BANGOR, Maine — U.S. Sen. Susan Collins, who in July endorsed former Florida Gov. Jeb Bush for president only to see him bow out of the race last month, said Wednesday that she is staying neutral when it comes to remaining candidates until it’s time to vote at the national Republican convention.
“I am not going to make any further endorsement in this presidential race,” Collins said at a stop in Bangor, where she learned about clinical trials underway to treat Alzheimer’s patients. “I did endorse Jeb Bush early last summer. I was one of his earliest supporters. I campaigned twice for him in New Hampshire and I never would have guessed that he’d be out of the race so early.”
Bush ended his race for the presidency at the end of February after crushing defeats in Iowa, New Hampshire and South Carolina.
Bush decided Wednesday that he was endorsing Texas Sen. Ted Cruz for the country’s most powerful office. That did not sway Collins to follow suit.
“At this point I am going to step back and watch how the process unfolds,” Collins said. “And I do not anticipate endorsing another candidate before there is a nominee.”
She ended her comment with a joke, saying, “I was so influential last time.”
Collins is a delegate at the Republican National Convention in July in Cleveland and said she will support a candidate at that time.
Collins, who serves on the Senate Intelligence Committee, also said Americans need to stay vigilant in response to the terrorist attacks in Brussels, and emphasized the need for more intelligence sharing between the United States and western allies.

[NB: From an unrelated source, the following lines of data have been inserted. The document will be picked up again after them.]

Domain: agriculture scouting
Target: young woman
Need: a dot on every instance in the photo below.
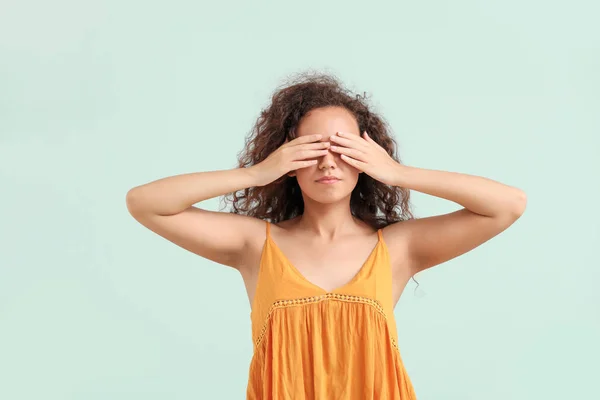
(322, 234)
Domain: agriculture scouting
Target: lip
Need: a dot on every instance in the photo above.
(328, 179)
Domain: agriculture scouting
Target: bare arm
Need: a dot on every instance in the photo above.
(165, 206)
(489, 207)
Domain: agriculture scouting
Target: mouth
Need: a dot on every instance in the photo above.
(328, 180)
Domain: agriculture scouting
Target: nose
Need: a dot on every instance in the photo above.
(328, 161)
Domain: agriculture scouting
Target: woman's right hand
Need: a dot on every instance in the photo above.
(295, 154)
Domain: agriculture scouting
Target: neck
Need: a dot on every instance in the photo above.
(327, 221)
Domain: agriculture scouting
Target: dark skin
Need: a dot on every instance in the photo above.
(327, 244)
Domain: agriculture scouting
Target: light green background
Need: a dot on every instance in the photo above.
(97, 97)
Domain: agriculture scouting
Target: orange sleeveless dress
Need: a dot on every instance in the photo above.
(310, 343)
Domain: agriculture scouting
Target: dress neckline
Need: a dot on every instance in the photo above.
(352, 281)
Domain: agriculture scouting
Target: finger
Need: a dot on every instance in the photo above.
(349, 140)
(304, 139)
(353, 162)
(354, 153)
(313, 146)
(304, 154)
(303, 164)
(370, 140)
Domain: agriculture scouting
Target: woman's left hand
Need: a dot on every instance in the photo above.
(367, 156)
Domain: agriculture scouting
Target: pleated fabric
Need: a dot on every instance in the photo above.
(310, 343)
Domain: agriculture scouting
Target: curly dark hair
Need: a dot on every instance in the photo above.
(371, 201)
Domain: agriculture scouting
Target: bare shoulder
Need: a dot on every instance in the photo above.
(395, 236)
(222, 237)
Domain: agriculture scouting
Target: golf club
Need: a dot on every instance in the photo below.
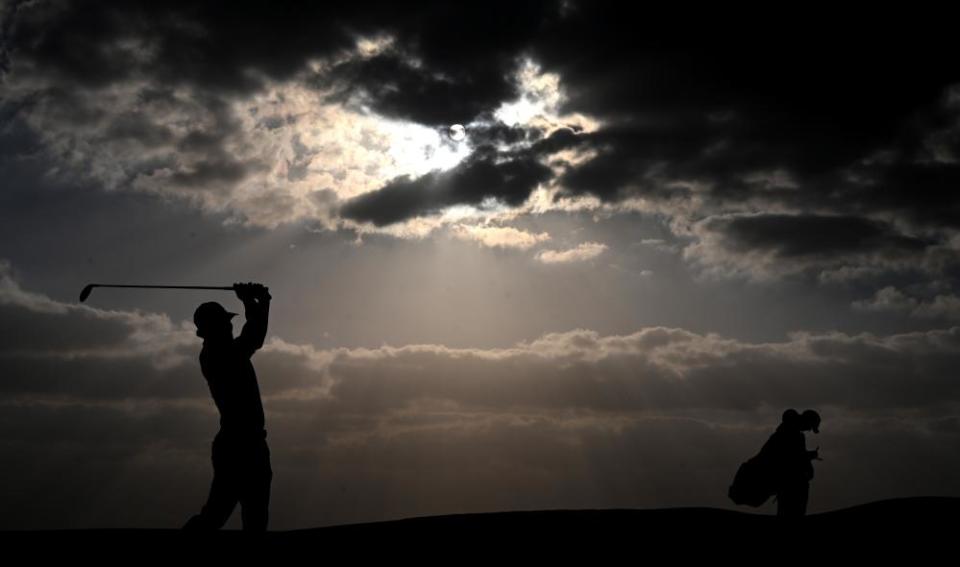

“If we are going to be successful in detecting and foiling these terrorist attacks … there needs to be a more open exchange of information,” she said. “We need to ask the moderate Muslim nations, like Jordan, to step up and do more to help combat this virulent stream of violent Islamic extremism, which is posing such a threat to our country and countries around the world.”
Collins, who was first elected to Congress in 1996, said she is very concerned, especially after learning about “linkages that have been uncovered” between the attacks in Belgium and Paris.
“In all my years in Congress, I have never been more concerned than I am now about the number and range of threats coming toward our country,” she said. “We cannot let down our guard.”
Public awareness and vigilance are keys to prevention, Collins said, stressing that, “If you see something, say something.”
“We should not live in fear but we need to be on guard,” Collins said. “If you see something that arouses suspicions, you should report it.”